Enviado especial

 

Unas piedras filosas amontonadas en forma de ‘U’. Están a unos 800 metros del viejo aeropuerto de Malvinas, en una zona elevada. Luis Roberto Alonso De Armiño, uno de los más veteranos del grupo de sanjuaninos, entra y se pone en posición de disparo, mirando al mar. Lo acompaña Carlos César Rubina. La escena dura un puñado de segundos, suficientes para quebrarse. Se funden en un abrazo. Es, a esta altura, el primer contacto de los excombatientes con la guerra. Un aplauso de los compañeros busca calmar el dolor. No alcanza, aquellos días están nuevamente en sus mentes y se percibe en el ánimo.

 

Las inmediaciones de la terminal aérea usada por los militares argentinos fue un hueso duro de roer para los ingleses, al punto que no pudieron dañar la pista. Si bien no se libraron grandes batallas como en otras zonas del archipiélago, hay vestigios de combate, de la resistencia argentina.

José Luis Porra contiene a Luis Roberto Alonso De Armiño

 

De entre las rocas, Sergio Arabel saca una vaina servida de un fusil Fal. Julio Ortíz se topa con un pedazo de manta. Un trozo de media levanta José Luis Porra.
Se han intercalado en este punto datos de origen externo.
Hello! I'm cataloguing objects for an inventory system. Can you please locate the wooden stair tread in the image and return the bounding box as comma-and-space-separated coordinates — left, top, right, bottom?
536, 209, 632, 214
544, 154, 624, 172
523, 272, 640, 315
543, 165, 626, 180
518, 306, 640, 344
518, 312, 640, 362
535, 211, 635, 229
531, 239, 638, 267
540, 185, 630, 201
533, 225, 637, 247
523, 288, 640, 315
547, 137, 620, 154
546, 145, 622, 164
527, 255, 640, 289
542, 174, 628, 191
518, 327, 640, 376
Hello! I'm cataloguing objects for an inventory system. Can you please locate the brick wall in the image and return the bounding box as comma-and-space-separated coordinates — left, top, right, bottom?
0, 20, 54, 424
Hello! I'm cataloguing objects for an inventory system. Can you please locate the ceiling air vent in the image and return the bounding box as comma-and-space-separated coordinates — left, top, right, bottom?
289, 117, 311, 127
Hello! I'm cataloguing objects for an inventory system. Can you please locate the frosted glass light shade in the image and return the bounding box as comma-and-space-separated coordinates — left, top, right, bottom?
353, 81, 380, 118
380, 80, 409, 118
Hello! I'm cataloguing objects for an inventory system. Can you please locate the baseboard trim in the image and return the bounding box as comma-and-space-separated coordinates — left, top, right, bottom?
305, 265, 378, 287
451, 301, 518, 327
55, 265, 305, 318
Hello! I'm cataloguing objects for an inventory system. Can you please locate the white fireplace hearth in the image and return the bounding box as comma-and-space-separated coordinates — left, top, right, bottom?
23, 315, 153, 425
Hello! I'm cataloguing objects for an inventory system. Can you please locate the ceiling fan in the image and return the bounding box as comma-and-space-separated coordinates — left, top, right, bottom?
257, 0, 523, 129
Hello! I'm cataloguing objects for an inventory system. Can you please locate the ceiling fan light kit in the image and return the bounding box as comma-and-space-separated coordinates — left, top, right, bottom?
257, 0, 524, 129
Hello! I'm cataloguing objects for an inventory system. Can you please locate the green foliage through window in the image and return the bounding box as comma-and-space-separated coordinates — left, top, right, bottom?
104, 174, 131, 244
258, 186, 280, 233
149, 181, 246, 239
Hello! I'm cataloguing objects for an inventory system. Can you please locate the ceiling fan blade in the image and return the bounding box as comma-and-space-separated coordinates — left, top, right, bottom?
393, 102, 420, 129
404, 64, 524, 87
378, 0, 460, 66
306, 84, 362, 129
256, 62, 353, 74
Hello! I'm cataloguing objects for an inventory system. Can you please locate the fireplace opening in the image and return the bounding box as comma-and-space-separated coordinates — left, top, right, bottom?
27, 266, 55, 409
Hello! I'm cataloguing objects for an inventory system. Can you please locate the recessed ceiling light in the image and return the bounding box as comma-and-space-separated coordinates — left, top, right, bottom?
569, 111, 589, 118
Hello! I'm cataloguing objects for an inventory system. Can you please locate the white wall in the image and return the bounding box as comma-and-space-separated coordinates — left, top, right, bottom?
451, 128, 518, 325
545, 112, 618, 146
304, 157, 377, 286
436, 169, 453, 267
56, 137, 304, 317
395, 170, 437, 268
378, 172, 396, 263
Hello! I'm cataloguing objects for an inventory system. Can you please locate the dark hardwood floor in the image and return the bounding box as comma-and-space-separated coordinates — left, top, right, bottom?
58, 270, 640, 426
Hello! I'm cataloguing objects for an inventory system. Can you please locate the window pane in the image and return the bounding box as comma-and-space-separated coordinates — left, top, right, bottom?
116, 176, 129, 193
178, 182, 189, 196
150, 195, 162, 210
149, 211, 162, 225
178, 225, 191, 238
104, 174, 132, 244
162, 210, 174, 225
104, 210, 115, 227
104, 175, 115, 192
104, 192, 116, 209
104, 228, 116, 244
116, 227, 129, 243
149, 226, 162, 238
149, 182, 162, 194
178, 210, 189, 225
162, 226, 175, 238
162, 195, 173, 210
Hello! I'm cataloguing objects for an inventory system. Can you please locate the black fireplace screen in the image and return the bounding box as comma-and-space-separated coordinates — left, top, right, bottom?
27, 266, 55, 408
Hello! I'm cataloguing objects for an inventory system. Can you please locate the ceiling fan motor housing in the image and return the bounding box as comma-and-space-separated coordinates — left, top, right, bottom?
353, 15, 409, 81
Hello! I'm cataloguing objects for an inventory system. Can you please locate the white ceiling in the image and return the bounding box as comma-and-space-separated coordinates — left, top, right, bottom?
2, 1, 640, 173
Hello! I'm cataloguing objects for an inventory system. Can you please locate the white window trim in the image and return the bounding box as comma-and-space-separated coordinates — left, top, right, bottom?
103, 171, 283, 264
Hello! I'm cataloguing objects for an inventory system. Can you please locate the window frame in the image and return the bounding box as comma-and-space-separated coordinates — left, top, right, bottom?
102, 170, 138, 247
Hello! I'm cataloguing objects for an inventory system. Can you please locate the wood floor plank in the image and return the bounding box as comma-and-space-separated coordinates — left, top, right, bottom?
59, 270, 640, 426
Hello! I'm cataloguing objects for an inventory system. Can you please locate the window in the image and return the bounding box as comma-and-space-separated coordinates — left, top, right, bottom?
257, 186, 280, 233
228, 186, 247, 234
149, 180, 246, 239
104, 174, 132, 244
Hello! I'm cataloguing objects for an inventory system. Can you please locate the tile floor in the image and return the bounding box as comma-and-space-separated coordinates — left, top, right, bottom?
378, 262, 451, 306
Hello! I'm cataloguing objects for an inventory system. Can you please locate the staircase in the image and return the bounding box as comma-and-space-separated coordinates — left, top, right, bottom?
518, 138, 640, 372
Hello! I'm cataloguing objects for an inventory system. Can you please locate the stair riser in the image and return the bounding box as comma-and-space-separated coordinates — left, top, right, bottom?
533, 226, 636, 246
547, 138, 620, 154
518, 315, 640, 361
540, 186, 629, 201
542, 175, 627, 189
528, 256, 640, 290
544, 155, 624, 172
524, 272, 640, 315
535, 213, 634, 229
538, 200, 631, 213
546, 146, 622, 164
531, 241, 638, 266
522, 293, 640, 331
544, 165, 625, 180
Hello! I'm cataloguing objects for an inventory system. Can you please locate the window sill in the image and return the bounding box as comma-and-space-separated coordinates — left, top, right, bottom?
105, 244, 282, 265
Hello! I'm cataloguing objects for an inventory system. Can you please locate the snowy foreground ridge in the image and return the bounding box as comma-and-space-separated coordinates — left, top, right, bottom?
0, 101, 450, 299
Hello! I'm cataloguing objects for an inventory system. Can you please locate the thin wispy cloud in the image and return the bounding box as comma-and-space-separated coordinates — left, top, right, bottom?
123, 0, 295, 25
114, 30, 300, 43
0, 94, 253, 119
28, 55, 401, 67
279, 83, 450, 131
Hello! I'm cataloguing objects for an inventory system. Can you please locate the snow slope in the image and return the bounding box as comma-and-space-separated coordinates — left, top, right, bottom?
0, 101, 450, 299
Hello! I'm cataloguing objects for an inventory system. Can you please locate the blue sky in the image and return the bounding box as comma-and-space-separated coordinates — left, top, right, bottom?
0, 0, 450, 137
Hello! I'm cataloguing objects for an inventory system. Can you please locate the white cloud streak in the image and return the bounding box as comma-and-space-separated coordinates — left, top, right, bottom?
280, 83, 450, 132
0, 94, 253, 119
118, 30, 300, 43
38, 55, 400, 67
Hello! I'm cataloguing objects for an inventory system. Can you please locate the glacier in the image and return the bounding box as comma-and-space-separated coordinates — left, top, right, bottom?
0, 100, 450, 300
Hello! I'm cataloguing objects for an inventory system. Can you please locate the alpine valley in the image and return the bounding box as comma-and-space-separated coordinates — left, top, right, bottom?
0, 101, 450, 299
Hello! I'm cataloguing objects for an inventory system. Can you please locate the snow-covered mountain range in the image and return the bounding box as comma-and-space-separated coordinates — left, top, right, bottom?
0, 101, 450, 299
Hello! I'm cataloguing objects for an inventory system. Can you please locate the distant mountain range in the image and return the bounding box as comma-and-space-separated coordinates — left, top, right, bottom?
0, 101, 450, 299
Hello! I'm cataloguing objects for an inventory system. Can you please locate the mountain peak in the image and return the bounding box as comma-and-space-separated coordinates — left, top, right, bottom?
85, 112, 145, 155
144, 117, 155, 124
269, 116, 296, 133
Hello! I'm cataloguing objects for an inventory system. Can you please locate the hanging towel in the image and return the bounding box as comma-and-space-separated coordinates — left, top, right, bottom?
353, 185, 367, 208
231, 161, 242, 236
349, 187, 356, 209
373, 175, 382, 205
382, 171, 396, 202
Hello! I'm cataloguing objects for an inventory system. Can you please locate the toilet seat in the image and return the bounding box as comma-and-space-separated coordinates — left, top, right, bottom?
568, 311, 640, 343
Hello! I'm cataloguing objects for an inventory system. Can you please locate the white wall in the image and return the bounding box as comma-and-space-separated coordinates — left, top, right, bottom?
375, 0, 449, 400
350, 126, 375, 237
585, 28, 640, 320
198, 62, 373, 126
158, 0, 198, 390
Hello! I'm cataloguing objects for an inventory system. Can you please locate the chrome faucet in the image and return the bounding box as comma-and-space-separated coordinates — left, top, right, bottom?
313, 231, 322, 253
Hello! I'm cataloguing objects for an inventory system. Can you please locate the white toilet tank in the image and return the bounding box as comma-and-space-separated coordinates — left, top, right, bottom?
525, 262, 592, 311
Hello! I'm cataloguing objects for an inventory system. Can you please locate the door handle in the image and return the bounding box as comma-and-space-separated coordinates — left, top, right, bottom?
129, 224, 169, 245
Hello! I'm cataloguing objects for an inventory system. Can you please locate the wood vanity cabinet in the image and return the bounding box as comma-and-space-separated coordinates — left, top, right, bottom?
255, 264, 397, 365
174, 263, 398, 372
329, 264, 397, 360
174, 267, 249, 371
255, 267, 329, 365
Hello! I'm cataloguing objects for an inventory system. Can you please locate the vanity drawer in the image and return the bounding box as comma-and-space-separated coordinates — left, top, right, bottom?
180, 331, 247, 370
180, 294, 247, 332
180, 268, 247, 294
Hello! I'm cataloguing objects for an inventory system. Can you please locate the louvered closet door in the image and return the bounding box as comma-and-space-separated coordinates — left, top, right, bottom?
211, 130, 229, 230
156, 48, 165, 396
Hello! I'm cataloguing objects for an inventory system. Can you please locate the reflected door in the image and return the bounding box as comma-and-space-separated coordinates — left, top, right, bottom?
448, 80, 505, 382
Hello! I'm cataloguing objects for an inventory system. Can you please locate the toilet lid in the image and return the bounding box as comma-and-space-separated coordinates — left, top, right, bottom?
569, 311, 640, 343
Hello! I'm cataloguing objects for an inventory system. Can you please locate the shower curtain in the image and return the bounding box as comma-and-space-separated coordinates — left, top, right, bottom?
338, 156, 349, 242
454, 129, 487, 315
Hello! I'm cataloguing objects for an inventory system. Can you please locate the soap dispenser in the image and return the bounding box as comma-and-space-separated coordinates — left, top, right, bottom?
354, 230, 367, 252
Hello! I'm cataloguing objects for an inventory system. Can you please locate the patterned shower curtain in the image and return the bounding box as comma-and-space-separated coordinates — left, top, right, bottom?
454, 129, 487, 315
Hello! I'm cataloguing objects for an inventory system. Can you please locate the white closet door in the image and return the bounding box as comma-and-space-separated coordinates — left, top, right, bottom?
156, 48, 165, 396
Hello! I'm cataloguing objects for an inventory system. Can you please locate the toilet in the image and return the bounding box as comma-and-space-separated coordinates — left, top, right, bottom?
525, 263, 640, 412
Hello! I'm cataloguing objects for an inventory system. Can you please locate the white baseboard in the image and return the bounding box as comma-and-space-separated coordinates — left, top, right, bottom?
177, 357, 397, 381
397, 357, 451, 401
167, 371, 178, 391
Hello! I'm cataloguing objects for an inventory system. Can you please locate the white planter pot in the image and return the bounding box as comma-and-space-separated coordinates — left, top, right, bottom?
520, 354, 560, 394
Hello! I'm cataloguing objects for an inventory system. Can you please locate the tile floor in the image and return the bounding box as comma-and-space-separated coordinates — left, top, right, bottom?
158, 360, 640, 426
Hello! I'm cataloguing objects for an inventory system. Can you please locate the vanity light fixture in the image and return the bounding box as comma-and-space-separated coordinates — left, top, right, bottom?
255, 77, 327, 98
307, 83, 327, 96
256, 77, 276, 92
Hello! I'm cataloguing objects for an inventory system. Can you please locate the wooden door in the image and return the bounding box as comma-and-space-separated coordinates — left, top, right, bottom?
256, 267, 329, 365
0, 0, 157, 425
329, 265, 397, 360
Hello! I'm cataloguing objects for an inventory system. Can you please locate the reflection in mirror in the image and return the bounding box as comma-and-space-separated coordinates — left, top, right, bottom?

A unos 10 metros, Elio De la Fuente divisa una vieja radio a transistores que yace en un lugar sin protección. Nadie la toca. Es ley que todo deshecho de guerra quede donde se libró la batalla. Ellos lo saben, aún tentados por alzarse con un recuerdo. 

 

Aunque el frío y el viento pegan en el cuerpo y hacen sentir el rigor, igual todo el grupo accede hasta una zona más alta donde se ve de muy cerca la pista del aeropuerto. Un agujero en la tierra de unos 8 metros de diámetro frena la caminata. Se trata de una de las tantas bombas que lanzaron las naves inglesas para destruir la traza donde salían y llegaban los aviones argentinos. Dicen que hay como 8 de esos cráteres. 

Rolando Ramos muestra una vaina servida de Fal

 

Duilio Dojorti, el huaqueño de la delegación sanjuanina, recoge del suelo pedregoso un trozo metálico de no más de 3 centímetros. Es una esquirla de la munición que provocó tamaño hueco en la tierra. “Estremecían el cuerpo cada vez que caían cerca”, recuerda.

 

Los minutos transcurrían en el gélido monte cuando Osvaldo Escalona alza la voz, “estos cables nos permitían estar comunicados”, asegura. Se refiere a un tendido que iba a la intemperie para mantener conectadas a las posiciones de combate. A los metros se deja ver entre la turba un cable grueso que – explicaron- servía para mandar información de los radares a los cañones; “esto nos guiaba a la hora de disparar”, detalla Rubina que manejó un cañón antiaéreo en Darwin.

Hugo Perea trata de ver un poco más allá de lo que entrega la geografía cercana

 

El monte invita a caminarlo. El viento, no. Es una lucha de estos veteranos que tienen sobre sus espaldas una guerra durísima y entre 54 y 62 años. Pero, así y todo, se sienten privilegiados de poder estar ahí con campera y calzado adecuado. “Cuando esa trinchera se llenaba de agua o llovía, no se podía estar pero no había que moverse. Era eso o que te maten. Sumado el hambre”, dice, sin eufemismos, Hugo Sabino, que al rato se aleja del grupo y camina sólo, fumando un cigarrillo, mirando hacia algún lado, atravesado por los recuerdos.